К. М. сел, тараща глаза на странную старуху.
– А вы мыслите довольно банально, молодой человек.
– Я понимаю, – пробормотал он, – ваша философия истории…
– При чем тут философия? – отмахнулась она. – Просто вы не понимаете, что старики – как ни дико звучит – гораздо ближе к чувству новизны, чем молодые. Молодым только кажется все внове, но инстинктивно они тянутся к основательности, к традиции, к тривиальности. А из стариков, которым видимы пространства и ведомы начала и концы, из таких стариков могут выработаться крутые новаторы, авангардисты. Вот почему, войдя, вы подумали про клопов.
Она заварила чай во вместительном розовом чайнике с ручкой в виде змеи, тоже розовой, накрыла большой матрешкой.
– Старики намного опаснее, они жертвуют всеми и всем миром. Они направляют прогресс, а платят за него молодые. Вот такие дела, самаритянин.
– Почему самаритянин?
– Вас время от времени переполняет… как говорили греки, сплавхнизомай… сострадание.
– Вы угадали, Прасковья Прокофьевна, я нашел работу утешителя.
– Я вам не завидую…
– Почему? – с пафосом удивился К. М. – Наводить мосты между людьми. Устанавливать контакты между человеком и миром заблудшим…

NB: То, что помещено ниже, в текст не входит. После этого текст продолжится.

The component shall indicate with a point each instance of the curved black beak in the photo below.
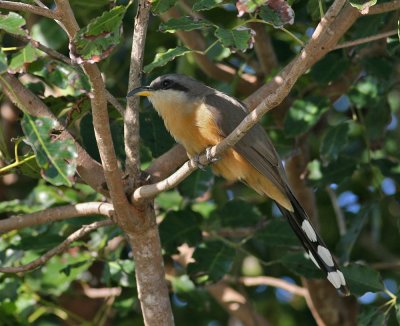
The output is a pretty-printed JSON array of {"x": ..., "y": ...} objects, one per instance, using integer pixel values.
[{"x": 140, "y": 91}]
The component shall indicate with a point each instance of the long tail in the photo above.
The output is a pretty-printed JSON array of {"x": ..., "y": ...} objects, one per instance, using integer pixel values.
[{"x": 314, "y": 245}]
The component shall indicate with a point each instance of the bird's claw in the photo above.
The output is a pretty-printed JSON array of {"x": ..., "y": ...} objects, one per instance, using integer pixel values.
[{"x": 209, "y": 157}]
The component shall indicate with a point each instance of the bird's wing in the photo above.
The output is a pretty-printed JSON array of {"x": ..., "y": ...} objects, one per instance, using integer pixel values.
[{"x": 255, "y": 146}]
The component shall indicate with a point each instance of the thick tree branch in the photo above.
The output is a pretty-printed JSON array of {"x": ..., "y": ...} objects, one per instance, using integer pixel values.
[
  {"x": 56, "y": 214},
  {"x": 101, "y": 125},
  {"x": 89, "y": 170},
  {"x": 18, "y": 6},
  {"x": 57, "y": 250}
]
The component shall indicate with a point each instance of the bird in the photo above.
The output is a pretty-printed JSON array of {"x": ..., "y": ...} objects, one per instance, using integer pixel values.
[{"x": 199, "y": 117}]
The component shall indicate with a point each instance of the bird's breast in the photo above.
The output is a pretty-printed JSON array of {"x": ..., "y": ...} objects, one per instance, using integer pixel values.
[{"x": 194, "y": 127}]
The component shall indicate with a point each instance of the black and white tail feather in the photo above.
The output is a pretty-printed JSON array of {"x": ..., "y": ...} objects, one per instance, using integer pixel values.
[{"x": 313, "y": 244}]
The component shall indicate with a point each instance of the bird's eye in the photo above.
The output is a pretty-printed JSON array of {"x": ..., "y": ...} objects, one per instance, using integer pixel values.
[{"x": 166, "y": 83}]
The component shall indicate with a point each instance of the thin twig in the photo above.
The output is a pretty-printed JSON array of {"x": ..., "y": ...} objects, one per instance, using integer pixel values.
[
  {"x": 384, "y": 7},
  {"x": 56, "y": 214},
  {"x": 57, "y": 250},
  {"x": 275, "y": 282},
  {"x": 366, "y": 40},
  {"x": 18, "y": 6},
  {"x": 131, "y": 116}
]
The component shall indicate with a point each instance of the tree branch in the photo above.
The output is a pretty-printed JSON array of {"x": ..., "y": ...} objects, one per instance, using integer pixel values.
[
  {"x": 101, "y": 125},
  {"x": 18, "y": 6},
  {"x": 88, "y": 169},
  {"x": 384, "y": 7},
  {"x": 275, "y": 282},
  {"x": 195, "y": 41},
  {"x": 131, "y": 117},
  {"x": 57, "y": 250},
  {"x": 56, "y": 214},
  {"x": 331, "y": 28}
]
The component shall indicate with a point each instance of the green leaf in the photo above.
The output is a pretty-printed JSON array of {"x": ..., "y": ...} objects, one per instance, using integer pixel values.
[
  {"x": 178, "y": 228},
  {"x": 235, "y": 39},
  {"x": 162, "y": 59},
  {"x": 334, "y": 140},
  {"x": 197, "y": 184},
  {"x": 19, "y": 61},
  {"x": 183, "y": 24},
  {"x": 237, "y": 213},
  {"x": 278, "y": 233},
  {"x": 153, "y": 133},
  {"x": 213, "y": 259},
  {"x": 370, "y": 316},
  {"x": 160, "y": 6},
  {"x": 362, "y": 279},
  {"x": 248, "y": 6},
  {"x": 330, "y": 68},
  {"x": 298, "y": 264},
  {"x": 304, "y": 114},
  {"x": 12, "y": 23},
  {"x": 279, "y": 15},
  {"x": 56, "y": 157},
  {"x": 347, "y": 241},
  {"x": 96, "y": 41},
  {"x": 363, "y": 5},
  {"x": 3, "y": 62},
  {"x": 206, "y": 4}
]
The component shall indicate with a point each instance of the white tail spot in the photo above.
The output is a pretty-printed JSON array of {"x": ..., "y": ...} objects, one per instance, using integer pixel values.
[
  {"x": 325, "y": 255},
  {"x": 309, "y": 230}
]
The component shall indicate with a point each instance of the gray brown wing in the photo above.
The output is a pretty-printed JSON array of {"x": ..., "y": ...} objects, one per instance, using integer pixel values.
[{"x": 255, "y": 146}]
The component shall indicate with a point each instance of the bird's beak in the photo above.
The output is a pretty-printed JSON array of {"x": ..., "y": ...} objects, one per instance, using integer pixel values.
[{"x": 140, "y": 91}]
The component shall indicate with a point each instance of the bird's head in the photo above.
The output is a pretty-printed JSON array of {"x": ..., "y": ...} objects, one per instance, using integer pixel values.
[{"x": 172, "y": 90}]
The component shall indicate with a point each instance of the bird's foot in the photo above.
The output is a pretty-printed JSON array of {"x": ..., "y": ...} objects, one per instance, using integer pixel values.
[{"x": 209, "y": 156}]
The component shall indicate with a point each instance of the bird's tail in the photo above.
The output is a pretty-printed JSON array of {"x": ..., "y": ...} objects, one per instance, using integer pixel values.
[{"x": 313, "y": 244}]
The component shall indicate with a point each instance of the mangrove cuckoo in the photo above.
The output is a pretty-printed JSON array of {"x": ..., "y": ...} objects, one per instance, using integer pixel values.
[{"x": 199, "y": 117}]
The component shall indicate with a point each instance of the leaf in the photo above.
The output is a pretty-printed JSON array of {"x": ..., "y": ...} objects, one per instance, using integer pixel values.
[
  {"x": 298, "y": 264},
  {"x": 160, "y": 6},
  {"x": 153, "y": 133},
  {"x": 278, "y": 233},
  {"x": 334, "y": 140},
  {"x": 20, "y": 61},
  {"x": 3, "y": 62},
  {"x": 235, "y": 39},
  {"x": 362, "y": 279},
  {"x": 56, "y": 157},
  {"x": 179, "y": 227},
  {"x": 278, "y": 13},
  {"x": 95, "y": 42},
  {"x": 237, "y": 213},
  {"x": 347, "y": 241},
  {"x": 304, "y": 114},
  {"x": 197, "y": 184},
  {"x": 370, "y": 316},
  {"x": 213, "y": 260},
  {"x": 206, "y": 4},
  {"x": 362, "y": 5},
  {"x": 248, "y": 6},
  {"x": 330, "y": 68},
  {"x": 183, "y": 24},
  {"x": 12, "y": 23},
  {"x": 162, "y": 59}
]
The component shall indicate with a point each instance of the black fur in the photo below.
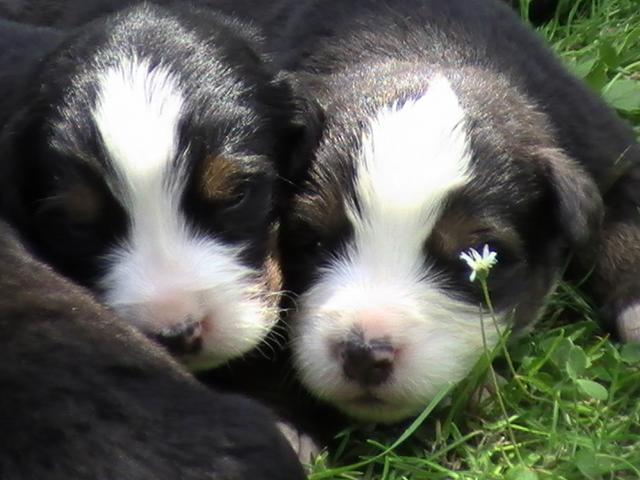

– Ну да! Ну да! – прервала она. – Раньше за утешением шли к священнику, в церковь. Разве существует институт утешительства? – П. П. энергично поднялась со стула, достала из буфета варенье, светлое, желтое, как свежий мед, поставила тарелку с сухариками, сняла с чайника матрешку и стала наливать чай в голубые чашки. Чай просвечивал сквозь тонкий фарфор и был как вино, старое-престарое, темное, густое. – Сахар положите сами. И сухарики, пожалуйста.
К. М. положил сахар, помешал ложкой, попробовал сухарь, он был крепкий, духовитый.